E ela me obedecia direitinho, só que isso me frustrava: não era um escravo que eu queria. Eu queria que A MINHA MÃE REPARASSE, PÔ! A mãe da gente tem a obrigação moral e cívica de ser a pessoa mais esperta do mundo, e não a mais distraída! O clima foi ficando pesado pra minha irmã, que tinha medo de ser descoberta; pra mim, que tinha medo de ter sido trocada na maternidade; e pro elefante, coitado, que merecia um enterro digno por todos os serviços prestados como cão de mentira, e que estava lá, agonizando em poeira, havia meses!

Então um dia o milagre aconteceu: não sei como, mas minha mãe olhou pro sofá e viu, no diminuto espaço entre este e a mesinha do abajur, algo que se assemelhava a uma tromba ereta e uma pata de elefante. Ela não entendeu porque a faxineira tinha colocado o elefante ali, mas quando o viu todo quebrado, entendeu o motivo. E pra ela fez muito sentido, porque afinal a última faxineira tinha desaparecido do mapa. Neguinho quebra o elefante dos outros e depois nunca mais volta com medo de ter o elefante descontado do salário.

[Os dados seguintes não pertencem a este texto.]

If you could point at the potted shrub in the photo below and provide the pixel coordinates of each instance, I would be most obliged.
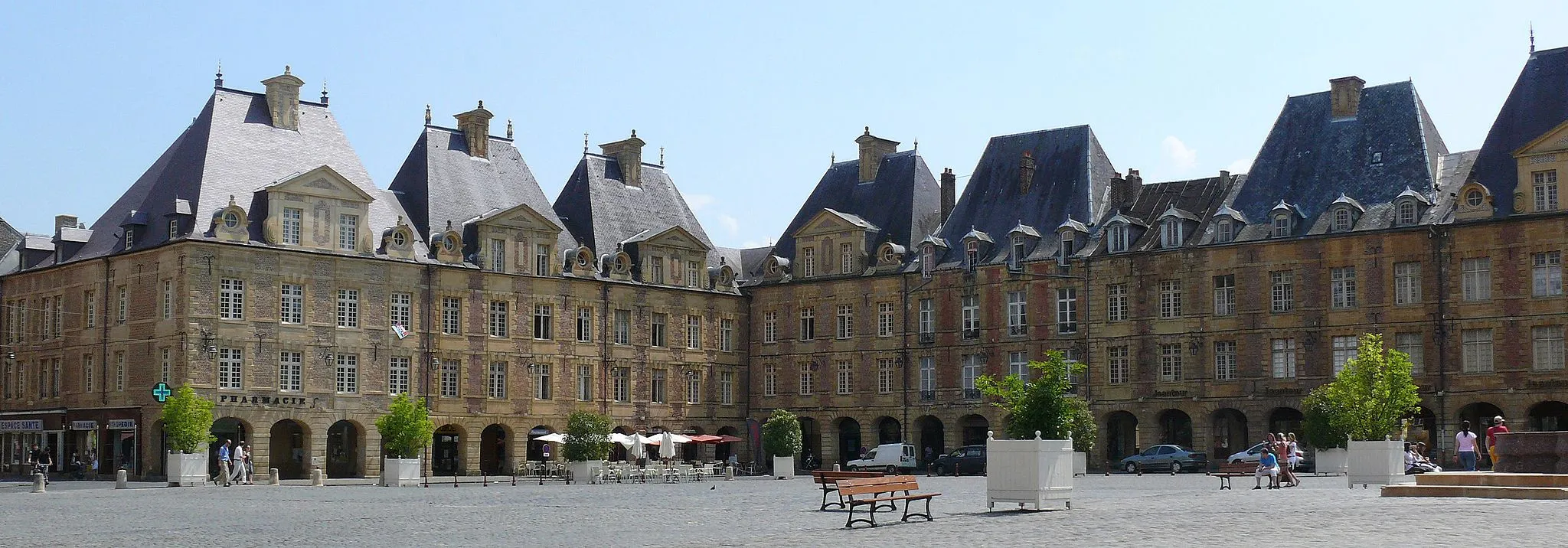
(586, 443)
(405, 431)
(187, 423)
(1366, 403)
(1051, 431)
(781, 440)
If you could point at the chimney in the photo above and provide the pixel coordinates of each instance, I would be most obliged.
(1344, 96)
(949, 190)
(1026, 173)
(872, 151)
(283, 99)
(629, 155)
(475, 130)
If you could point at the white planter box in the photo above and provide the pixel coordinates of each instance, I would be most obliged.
(187, 468)
(1330, 462)
(1029, 471)
(1376, 462)
(785, 467)
(399, 471)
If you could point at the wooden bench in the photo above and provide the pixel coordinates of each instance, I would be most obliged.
(880, 492)
(1234, 470)
(830, 483)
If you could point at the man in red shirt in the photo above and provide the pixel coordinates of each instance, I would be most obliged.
(1491, 437)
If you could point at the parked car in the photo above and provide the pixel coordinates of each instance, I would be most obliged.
(891, 458)
(1164, 458)
(966, 461)
(1253, 453)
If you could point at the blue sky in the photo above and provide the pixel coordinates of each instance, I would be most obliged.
(748, 100)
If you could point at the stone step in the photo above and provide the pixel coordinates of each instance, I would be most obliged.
(1548, 494)
(1491, 480)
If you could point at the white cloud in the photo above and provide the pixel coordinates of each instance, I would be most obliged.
(1240, 166)
(1180, 155)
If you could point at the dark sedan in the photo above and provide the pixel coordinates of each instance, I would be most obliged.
(966, 461)
(1165, 458)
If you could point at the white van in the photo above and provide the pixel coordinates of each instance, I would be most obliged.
(891, 458)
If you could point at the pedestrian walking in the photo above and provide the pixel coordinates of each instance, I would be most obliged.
(1465, 445)
(224, 462)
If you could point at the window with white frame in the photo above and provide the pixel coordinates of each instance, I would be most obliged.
(1067, 311)
(1170, 298)
(1476, 350)
(1476, 279)
(348, 309)
(290, 305)
(290, 368)
(1547, 275)
(399, 374)
(1283, 359)
(1343, 287)
(1223, 360)
(885, 320)
(1170, 364)
(1282, 292)
(1413, 345)
(1548, 341)
(1407, 282)
(347, 373)
(231, 299)
(498, 381)
(231, 367)
(1344, 351)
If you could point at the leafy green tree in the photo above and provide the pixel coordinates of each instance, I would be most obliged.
(187, 420)
(1367, 400)
(781, 434)
(1043, 403)
(586, 437)
(407, 428)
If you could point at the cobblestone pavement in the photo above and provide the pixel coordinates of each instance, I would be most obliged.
(1114, 510)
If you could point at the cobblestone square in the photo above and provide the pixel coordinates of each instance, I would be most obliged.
(1114, 510)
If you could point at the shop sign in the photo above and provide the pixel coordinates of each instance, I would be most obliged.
(27, 425)
(237, 400)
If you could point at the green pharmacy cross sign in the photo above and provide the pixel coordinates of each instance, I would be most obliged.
(160, 392)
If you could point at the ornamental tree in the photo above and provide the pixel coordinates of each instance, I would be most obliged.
(187, 420)
(1043, 403)
(407, 428)
(586, 437)
(1366, 401)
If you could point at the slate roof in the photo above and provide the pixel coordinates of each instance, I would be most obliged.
(601, 212)
(233, 149)
(1310, 157)
(1537, 104)
(1071, 176)
(441, 182)
(903, 201)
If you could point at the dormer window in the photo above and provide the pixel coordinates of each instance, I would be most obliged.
(1171, 233)
(1223, 230)
(1117, 236)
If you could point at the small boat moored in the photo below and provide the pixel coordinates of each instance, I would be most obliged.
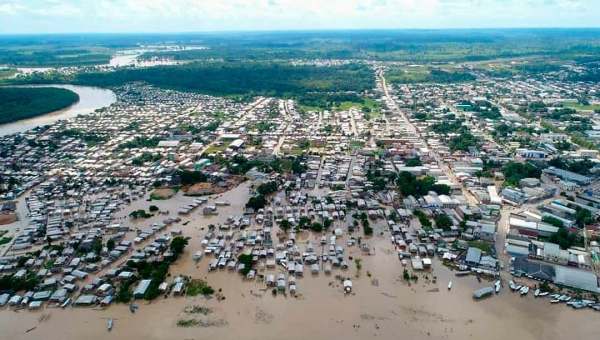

Levamos talvez uns 5 ou 7 anos pra contar a verdade, pois a verdade provisória era muito melhor que a nossa versão. E minha mãe nunca mais colecionou elefantes, porque enquanto eram seus filhos quebrando os bichinhos, tudo bem, mas faxineira também era de lascar!

***

E eu só estou contando esse causo enorme hoje porque é aniversário da minha adorada mãezinha, e eu quero muito dizer que não foram todos aqueles elefantes que me deram a sorte que eu tenho até hoje, mas sim você, mamazulika. Feliz aniversário, um beijo e um queijo da sua filhota pé-de-pano.

PS: Hoje também é aniversário da nossa Princesa Radija, que nasceu no dia da minha mãe só pra abrilhantar ainda mais o dia dez de março, um dos dias mais bonitos e importantes do ano, perdendo talvez apenas para o Natal, na minha modesta opinião de filha.